Between the Devil and the Deep Blue Sea

Staging is everything in this intermittently engaging and often perplexing British import.

Esme Appleton and Suzanne Andrade in
Between the Devil and the Deep Blue Sea
(© Neil Hanna)
Esme Appleton and Suzanne Andrade in
Between the Devil and the Deep Blue Sea
(© Neil Hanna)

Theatergoers looking for a sophisticated, new production that gives a big fat push to the proverbial envelope will find considerable satisfaction in Between the Devil and the Deep Blue Sea, the UK import from the hot new English company called 1927, that just opened at PS 122 (and is being presented in conjunction with the Under the Radar Festival). Apparently, it matters not that the envelope in question is empty.

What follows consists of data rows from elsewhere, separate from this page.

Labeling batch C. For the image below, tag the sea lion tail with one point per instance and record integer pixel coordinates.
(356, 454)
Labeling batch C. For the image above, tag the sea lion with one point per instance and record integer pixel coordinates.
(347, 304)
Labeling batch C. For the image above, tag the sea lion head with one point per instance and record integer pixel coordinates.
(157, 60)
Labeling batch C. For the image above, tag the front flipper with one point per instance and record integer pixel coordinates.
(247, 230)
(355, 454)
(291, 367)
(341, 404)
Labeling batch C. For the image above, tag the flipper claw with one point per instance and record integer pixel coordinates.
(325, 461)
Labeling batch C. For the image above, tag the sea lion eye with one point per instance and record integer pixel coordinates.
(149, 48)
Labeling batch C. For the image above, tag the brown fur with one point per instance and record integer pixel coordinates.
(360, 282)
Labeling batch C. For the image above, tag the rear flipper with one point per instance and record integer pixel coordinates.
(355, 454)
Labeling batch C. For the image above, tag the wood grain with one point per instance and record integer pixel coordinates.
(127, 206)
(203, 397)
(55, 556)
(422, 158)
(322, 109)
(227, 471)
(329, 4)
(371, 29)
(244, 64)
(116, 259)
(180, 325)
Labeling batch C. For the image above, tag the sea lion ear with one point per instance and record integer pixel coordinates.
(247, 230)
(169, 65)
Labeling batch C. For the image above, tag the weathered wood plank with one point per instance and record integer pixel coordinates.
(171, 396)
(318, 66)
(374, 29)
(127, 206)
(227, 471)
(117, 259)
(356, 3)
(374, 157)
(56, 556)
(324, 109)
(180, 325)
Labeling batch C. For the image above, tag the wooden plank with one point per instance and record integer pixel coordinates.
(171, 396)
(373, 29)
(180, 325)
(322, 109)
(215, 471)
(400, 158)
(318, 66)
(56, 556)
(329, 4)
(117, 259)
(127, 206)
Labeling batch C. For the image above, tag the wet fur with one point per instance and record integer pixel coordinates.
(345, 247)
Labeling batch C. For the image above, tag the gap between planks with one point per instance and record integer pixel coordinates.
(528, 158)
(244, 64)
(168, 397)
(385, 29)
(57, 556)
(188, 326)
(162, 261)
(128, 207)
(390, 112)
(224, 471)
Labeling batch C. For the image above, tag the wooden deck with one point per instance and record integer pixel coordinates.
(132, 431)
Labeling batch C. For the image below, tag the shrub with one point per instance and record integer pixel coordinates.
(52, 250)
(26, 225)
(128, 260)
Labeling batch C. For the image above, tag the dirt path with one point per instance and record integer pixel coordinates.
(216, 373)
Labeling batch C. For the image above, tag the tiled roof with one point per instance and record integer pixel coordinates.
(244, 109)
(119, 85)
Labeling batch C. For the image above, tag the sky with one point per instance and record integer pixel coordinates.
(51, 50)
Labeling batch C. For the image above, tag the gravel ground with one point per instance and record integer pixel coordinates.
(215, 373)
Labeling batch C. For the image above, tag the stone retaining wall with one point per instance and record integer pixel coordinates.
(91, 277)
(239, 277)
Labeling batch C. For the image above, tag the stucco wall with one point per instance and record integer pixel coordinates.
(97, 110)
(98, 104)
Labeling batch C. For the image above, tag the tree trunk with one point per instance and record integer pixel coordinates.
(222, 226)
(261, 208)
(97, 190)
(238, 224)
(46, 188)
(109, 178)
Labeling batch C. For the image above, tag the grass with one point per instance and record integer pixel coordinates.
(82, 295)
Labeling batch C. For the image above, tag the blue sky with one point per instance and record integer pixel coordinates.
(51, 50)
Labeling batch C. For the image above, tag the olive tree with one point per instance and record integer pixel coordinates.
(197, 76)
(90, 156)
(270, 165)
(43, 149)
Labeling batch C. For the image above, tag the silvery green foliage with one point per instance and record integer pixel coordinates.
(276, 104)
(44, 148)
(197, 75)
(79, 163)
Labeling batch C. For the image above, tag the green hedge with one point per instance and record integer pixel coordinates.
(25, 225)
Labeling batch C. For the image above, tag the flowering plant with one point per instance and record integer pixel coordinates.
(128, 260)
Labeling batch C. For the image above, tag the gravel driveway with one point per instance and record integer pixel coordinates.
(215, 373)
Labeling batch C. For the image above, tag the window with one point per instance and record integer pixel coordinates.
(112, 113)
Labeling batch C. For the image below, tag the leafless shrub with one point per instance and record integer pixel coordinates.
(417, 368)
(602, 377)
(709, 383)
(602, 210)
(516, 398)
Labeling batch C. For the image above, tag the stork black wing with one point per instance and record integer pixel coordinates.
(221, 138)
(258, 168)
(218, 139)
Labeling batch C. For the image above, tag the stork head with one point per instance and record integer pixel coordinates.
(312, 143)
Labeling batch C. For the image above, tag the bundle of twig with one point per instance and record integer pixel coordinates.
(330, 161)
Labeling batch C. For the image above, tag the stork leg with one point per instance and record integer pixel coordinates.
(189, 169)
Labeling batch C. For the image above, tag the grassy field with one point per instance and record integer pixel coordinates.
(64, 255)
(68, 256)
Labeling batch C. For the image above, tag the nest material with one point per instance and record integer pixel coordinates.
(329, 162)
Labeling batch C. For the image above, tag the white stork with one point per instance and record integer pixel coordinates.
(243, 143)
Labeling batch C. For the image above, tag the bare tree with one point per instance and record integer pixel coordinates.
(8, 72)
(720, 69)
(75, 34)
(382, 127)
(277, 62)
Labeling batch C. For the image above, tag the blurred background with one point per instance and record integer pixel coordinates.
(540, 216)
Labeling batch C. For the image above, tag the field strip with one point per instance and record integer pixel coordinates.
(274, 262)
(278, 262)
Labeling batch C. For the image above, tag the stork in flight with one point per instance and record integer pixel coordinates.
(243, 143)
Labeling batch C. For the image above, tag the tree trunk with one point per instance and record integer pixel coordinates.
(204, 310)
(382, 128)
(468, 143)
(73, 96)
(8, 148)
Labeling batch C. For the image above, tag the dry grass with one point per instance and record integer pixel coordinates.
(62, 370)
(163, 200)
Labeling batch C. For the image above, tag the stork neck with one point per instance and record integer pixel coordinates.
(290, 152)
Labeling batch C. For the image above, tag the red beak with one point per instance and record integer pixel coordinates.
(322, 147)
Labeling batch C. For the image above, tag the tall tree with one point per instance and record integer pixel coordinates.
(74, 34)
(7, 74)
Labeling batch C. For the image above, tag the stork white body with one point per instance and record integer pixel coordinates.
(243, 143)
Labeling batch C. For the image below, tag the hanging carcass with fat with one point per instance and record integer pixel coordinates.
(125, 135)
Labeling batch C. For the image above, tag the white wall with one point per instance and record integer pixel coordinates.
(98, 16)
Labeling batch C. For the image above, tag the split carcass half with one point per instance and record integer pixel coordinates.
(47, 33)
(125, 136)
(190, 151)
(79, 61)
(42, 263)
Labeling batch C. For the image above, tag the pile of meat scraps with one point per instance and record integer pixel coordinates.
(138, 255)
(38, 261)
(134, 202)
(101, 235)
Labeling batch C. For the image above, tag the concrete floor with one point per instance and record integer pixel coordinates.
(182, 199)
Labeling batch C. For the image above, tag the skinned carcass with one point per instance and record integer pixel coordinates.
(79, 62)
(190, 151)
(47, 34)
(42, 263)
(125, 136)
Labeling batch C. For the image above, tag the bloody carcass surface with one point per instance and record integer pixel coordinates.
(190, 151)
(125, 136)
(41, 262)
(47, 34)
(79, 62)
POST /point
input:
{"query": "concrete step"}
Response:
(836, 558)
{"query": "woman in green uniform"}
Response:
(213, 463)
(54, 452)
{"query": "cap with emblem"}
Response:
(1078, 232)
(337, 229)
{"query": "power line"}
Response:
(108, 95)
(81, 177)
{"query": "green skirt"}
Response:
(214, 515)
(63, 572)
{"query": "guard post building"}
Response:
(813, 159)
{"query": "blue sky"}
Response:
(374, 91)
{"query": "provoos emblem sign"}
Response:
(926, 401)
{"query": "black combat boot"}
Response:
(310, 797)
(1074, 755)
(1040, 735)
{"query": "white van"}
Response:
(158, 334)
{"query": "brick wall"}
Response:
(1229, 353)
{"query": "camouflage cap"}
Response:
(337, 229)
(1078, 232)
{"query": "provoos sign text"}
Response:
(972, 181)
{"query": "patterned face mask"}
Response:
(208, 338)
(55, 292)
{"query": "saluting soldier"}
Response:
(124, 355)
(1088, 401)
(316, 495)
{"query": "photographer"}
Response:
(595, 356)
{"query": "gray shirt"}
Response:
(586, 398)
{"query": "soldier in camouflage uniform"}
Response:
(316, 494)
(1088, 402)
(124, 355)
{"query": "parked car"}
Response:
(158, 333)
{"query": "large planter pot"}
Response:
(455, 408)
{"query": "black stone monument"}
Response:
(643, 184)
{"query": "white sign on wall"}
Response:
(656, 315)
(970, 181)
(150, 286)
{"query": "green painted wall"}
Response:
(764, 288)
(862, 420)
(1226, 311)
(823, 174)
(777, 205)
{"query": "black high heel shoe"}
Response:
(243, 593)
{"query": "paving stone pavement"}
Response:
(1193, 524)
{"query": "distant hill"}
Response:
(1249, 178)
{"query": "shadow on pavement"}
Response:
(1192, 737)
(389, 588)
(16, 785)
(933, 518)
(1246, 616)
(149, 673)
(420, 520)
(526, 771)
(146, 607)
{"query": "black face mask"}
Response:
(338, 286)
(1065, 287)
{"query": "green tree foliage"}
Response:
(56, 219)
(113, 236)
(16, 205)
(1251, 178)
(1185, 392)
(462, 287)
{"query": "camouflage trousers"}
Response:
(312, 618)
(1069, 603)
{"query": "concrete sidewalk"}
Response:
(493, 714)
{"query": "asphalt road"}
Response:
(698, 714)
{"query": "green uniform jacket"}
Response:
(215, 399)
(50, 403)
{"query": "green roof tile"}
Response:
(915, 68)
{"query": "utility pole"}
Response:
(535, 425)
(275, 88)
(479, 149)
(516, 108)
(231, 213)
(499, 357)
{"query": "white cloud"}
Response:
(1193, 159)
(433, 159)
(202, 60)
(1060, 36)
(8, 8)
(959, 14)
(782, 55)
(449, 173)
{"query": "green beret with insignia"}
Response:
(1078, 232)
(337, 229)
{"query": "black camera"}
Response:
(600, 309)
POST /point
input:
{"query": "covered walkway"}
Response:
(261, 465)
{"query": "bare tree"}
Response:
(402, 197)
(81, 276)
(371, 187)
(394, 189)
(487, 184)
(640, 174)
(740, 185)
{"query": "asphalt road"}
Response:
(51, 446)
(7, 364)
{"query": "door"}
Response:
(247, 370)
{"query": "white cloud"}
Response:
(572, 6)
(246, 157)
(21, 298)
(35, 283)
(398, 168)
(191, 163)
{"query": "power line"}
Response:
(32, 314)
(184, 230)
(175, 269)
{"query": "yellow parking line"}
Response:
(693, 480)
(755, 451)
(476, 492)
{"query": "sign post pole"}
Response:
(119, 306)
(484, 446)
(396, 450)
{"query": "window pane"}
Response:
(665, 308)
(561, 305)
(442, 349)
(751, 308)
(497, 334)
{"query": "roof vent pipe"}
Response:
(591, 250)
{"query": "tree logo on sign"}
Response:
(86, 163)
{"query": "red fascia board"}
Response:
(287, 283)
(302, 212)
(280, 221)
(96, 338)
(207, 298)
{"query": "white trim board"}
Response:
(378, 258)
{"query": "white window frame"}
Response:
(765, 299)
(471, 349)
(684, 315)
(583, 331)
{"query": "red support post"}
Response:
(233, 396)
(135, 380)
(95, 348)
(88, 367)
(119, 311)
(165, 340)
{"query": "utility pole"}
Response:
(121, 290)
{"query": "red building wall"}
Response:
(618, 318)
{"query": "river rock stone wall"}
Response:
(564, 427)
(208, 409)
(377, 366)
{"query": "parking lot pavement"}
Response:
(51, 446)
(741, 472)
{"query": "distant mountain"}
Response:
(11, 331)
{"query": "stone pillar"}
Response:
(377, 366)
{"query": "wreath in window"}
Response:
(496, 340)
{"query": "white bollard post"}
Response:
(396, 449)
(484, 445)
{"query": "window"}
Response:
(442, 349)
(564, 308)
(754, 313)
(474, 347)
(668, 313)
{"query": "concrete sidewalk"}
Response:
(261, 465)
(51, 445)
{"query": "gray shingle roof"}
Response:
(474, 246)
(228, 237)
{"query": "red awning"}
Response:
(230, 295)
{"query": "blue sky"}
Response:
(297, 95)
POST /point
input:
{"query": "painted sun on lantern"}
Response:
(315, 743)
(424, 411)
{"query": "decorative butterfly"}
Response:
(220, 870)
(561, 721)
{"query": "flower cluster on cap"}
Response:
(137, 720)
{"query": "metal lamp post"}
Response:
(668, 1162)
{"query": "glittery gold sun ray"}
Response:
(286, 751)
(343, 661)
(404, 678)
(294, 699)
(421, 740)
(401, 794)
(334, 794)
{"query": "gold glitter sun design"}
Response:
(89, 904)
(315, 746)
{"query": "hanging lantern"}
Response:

What does matter — at least to certain theatergoers as well as those organizations that have already garnered the show with scads of awards — is that the staging is different from anything else they’ve ever seen.

Even with its lack of content, the hour-long piece does manage to offer some wit, in the form of dark visual jokes that are accomplished through a combination of animation, live action, and music. Intermittently, you will laugh, be bored, perplexed, and sometimes even intellectually stimulated.

The show consists of a series of Edward Gorey-like vignettes that delight in exploring the nasty side of life. We discover nine different ways to kill a cat, watch two evil little girls torture their grandmother, and most ambitiously — and impressively — witness a global war fought by gingerbread men. It’s not as if any of these little stories is fraught with any more meaning than you’d find in a Saturday Night Live sketch, but the methods by which they are told seems to be mesmerizing some audiences.

A pretty young woman (Lillian Henley) dressed in period black clothes plays an upright piano and occasionally sings in an ethereal voice. The rest of the cast, Suzanne Andrade and Esme Appleton — the former is also the show’s writer and director, the latter its costume designer — interact with crude animation (by Paul Barritt) that plays on a screen behind them. Avant-garde without the intellectual pomposity, these scenes are easily accessible, and generally just enough fun to engage the audience — and to even make them feel as if they’re in on something cool. Well, at least those audiences who had no idea that Gene Kelly danced with animated characters on film more than 50 years ago.